Ahead – the house, pale sandstone, 18th century, solid and handsome. To the left of the house is a smaller track, leading down to stables and an ancient barn, which is said to be Tudor – it houses a tractor that looks almost as old as the barn itself.

We had finally left Manchester after another poisonous, smog-filled winter. I had been ill again; I was every winter. The doctor had said it was imperative, considering my bronchitic condition, that we moved somewhere with fresh air. We moved to a village in Cheshire and for the first time in my life, I began to feel well.

My father had told me that now I was 15, I had to get myself a weekend or holiday job, to help with the family expenses. I was heading up the drive to answer an advert – “Youth required, as a general farm help. Some heavy lifting”

This became both the steepest learning curve, and the most enjoyable year of my life. Rather a lot of lifting it transpired; bales of hay, full churns of milk, large stone troughs, the list was endless – plus driving a tractor, building work, and eating! 

My appetite became enormous, eating huge sandwiches in the big farmhouse kitchen, and when I could afford it, fish, chips, mushy peas, pies, tripe; everything I could buy from the local Chippy!

A new life of the farm began to unfold. The realisation dawned that whenever I took a cow on heat into the yard and went to get the bull, mysteriously, the whole family from the youngest to the oldest would turn up, and just as mysteriously disappear when the bull was taken away.

I grew stronger and happier, and by late summer haymaking, brown and tireless. The sun set on golden fields, at the end of each satisfying day. Soon, a frost followed, and the warmth of the kitchen became a retreat from the increasing cold. An Aga, to warm the odd lamb abandoned by its mother; the grandfather clock, which ticked away time, and seemed to say “E-tern-ity, e-tern-ity”; the kitchen was the heart of the house.

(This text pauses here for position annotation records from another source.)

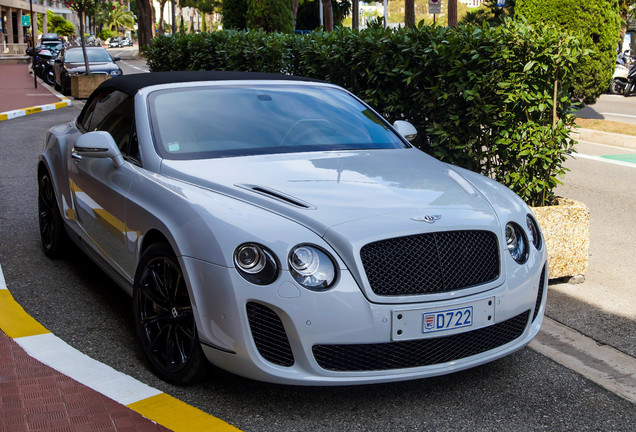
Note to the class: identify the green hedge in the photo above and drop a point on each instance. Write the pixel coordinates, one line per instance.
(480, 97)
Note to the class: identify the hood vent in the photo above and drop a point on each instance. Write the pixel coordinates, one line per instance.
(278, 196)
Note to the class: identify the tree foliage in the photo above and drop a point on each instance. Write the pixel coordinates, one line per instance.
(596, 23)
(57, 24)
(490, 99)
(270, 15)
(308, 17)
(234, 14)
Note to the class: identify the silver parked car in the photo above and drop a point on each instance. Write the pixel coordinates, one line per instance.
(281, 229)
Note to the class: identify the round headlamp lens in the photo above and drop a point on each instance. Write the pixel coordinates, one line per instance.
(516, 243)
(535, 232)
(256, 264)
(312, 268)
(250, 259)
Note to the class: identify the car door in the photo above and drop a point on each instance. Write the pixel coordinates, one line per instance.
(98, 188)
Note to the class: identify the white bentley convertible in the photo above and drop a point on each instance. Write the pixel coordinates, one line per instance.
(282, 230)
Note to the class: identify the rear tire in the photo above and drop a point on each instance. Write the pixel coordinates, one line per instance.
(52, 233)
(49, 78)
(165, 319)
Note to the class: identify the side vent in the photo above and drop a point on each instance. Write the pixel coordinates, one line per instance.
(537, 304)
(277, 195)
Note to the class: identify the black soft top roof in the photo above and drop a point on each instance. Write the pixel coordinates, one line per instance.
(131, 84)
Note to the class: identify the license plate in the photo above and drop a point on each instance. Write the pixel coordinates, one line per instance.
(447, 319)
(418, 323)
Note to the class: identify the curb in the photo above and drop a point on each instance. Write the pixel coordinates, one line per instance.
(47, 348)
(608, 138)
(8, 115)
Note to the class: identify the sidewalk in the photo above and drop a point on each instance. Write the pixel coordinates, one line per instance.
(18, 95)
(34, 397)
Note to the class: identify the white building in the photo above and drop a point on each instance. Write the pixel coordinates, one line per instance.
(15, 22)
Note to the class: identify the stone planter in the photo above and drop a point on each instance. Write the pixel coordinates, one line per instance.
(566, 228)
(83, 85)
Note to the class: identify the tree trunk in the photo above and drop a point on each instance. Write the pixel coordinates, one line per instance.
(452, 13)
(328, 14)
(146, 27)
(355, 14)
(409, 13)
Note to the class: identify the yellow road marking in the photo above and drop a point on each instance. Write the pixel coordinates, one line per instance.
(179, 416)
(31, 110)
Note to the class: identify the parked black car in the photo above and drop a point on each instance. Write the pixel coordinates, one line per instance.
(71, 62)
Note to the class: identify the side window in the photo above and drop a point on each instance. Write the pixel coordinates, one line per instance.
(113, 111)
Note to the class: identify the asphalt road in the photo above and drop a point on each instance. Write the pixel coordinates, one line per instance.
(77, 302)
(616, 108)
(604, 306)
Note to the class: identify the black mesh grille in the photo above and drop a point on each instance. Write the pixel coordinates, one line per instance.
(269, 334)
(421, 352)
(537, 305)
(431, 263)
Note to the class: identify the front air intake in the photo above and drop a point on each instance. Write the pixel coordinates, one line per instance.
(269, 335)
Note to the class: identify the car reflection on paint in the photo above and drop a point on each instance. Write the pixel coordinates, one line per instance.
(278, 228)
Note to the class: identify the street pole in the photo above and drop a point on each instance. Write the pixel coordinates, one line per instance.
(35, 78)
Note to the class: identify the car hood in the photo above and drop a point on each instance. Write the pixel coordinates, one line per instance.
(329, 189)
(104, 67)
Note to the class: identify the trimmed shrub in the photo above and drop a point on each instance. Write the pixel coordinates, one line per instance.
(596, 23)
(480, 97)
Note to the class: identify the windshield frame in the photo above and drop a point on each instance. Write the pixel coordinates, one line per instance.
(398, 141)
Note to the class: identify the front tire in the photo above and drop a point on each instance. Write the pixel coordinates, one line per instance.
(616, 87)
(629, 88)
(165, 319)
(52, 234)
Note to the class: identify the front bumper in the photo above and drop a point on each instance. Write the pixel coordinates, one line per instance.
(285, 334)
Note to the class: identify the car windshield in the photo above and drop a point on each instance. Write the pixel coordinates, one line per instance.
(210, 122)
(94, 56)
(53, 46)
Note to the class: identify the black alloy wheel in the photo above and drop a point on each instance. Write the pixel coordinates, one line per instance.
(49, 77)
(165, 319)
(52, 234)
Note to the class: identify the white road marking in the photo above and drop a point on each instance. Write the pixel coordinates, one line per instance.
(602, 159)
(54, 352)
(620, 115)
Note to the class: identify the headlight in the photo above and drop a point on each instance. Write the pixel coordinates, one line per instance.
(312, 267)
(516, 242)
(535, 232)
(256, 264)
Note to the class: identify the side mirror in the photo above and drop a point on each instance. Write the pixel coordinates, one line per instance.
(98, 144)
(406, 129)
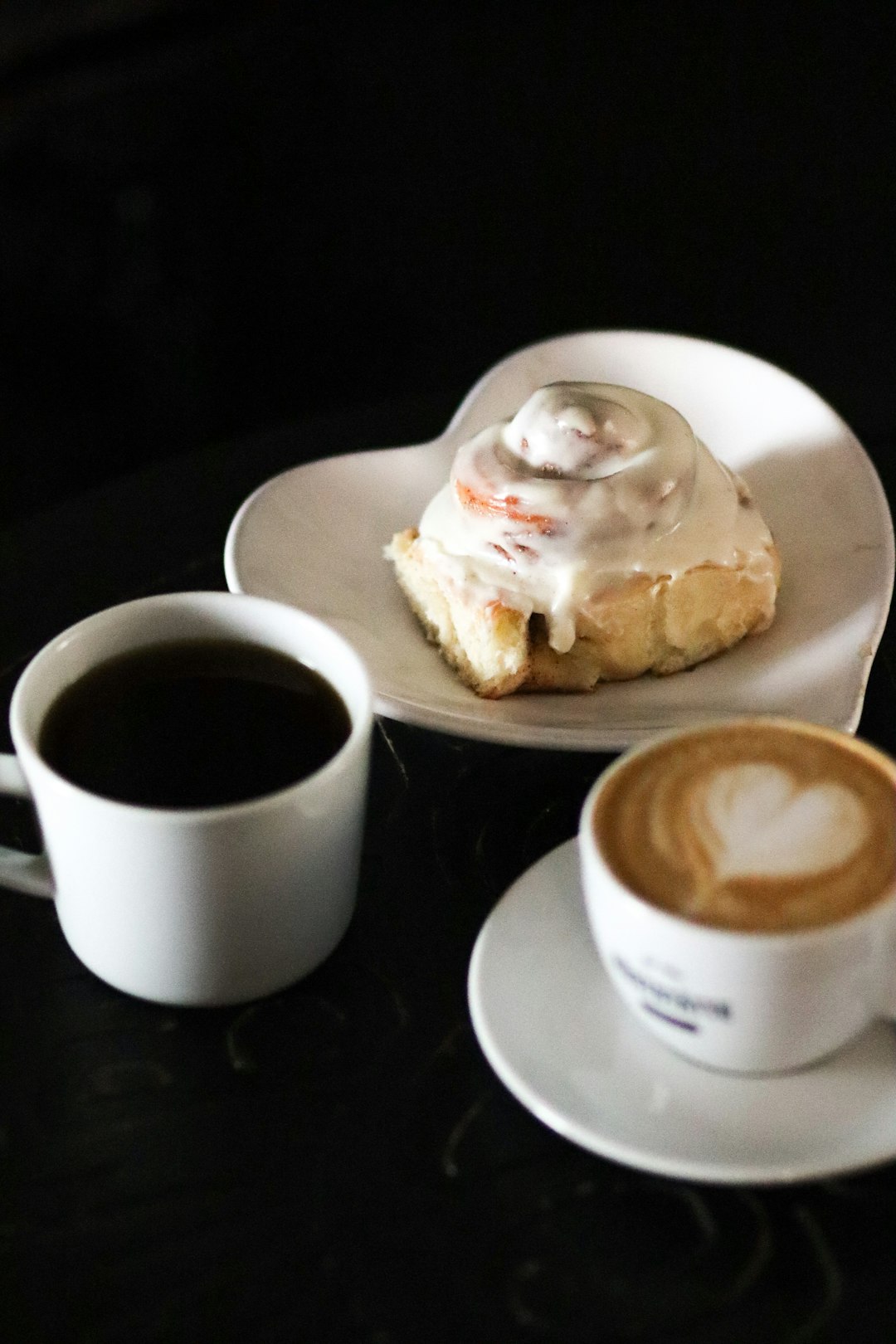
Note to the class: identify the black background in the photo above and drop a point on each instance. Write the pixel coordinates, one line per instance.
(215, 218)
(236, 236)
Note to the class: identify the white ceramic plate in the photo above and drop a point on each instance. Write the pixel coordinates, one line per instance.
(559, 1038)
(314, 537)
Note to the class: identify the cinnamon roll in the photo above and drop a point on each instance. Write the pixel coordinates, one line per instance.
(590, 538)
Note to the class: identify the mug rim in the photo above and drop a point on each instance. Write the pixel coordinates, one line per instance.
(589, 845)
(26, 743)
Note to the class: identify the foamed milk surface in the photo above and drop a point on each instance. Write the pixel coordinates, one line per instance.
(757, 821)
(761, 828)
(586, 485)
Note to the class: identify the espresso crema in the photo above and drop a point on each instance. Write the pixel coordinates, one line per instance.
(586, 485)
(757, 827)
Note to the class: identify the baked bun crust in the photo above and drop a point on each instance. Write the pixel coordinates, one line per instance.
(646, 624)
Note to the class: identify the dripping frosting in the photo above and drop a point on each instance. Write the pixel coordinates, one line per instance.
(586, 485)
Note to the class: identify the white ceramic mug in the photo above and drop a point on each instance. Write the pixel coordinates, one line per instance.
(197, 906)
(746, 1001)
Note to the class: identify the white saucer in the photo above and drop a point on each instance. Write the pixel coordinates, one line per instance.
(558, 1036)
(314, 537)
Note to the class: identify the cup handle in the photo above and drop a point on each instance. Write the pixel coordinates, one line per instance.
(22, 871)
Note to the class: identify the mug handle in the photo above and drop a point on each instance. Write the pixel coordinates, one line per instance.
(22, 871)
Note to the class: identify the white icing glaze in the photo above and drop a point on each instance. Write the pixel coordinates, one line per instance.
(583, 487)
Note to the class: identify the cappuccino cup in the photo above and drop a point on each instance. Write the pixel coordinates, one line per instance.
(740, 886)
(197, 763)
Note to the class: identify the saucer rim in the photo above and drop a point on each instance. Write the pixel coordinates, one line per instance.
(553, 1114)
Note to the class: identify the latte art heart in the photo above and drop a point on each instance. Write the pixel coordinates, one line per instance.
(758, 821)
(755, 825)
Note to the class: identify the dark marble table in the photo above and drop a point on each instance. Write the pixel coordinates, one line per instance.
(338, 1163)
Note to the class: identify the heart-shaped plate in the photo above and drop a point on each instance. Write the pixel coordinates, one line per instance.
(314, 538)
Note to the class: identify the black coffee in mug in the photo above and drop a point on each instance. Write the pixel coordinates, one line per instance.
(193, 723)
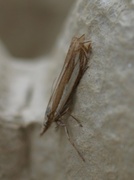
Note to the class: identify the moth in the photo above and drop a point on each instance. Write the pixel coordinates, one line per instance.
(73, 69)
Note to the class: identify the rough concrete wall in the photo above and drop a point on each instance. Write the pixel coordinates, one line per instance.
(104, 101)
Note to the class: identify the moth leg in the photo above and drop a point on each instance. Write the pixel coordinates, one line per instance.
(60, 123)
(70, 140)
(78, 121)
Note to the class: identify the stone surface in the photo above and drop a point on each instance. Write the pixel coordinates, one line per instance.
(104, 103)
(104, 100)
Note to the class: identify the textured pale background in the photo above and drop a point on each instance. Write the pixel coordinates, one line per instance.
(104, 102)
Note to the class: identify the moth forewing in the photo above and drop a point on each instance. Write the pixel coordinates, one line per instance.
(73, 69)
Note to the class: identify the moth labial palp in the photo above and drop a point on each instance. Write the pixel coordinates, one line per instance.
(73, 69)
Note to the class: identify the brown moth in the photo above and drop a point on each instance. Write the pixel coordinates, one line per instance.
(73, 69)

The farmer broke his arm. With his instructions, I delivered a breached calf. I managed to turn the calf around inside the cow. The calf fell onto the straw and lay still. The cow began to lick her, then the calf seemed to wake up and began to suckle her mother; I had just witnessed the beginning of the miracle of life.

The farmer’s daughter, who was my age, became my first love; we vowed that one day we would be married. Ah! Teenage love!

The sound of cattle lowing, distant sheep on the hillside, chickens clucking in the warmth of the barn and the sweet smell of silage were ever-present.

All of this is gone now. The farm fields are a golf course, with a few artificial hills, sand pits and ponds. The Farm house is an ‘Exclusive Club House’. The old barn, a Themed Restaurant, and the stable, where I took part in the beginnings of new life, the ‘Pro Golf Shop’.  I have never been back to see it – I have never wanted to. 

“The past is a foreign country; they do things differently there”.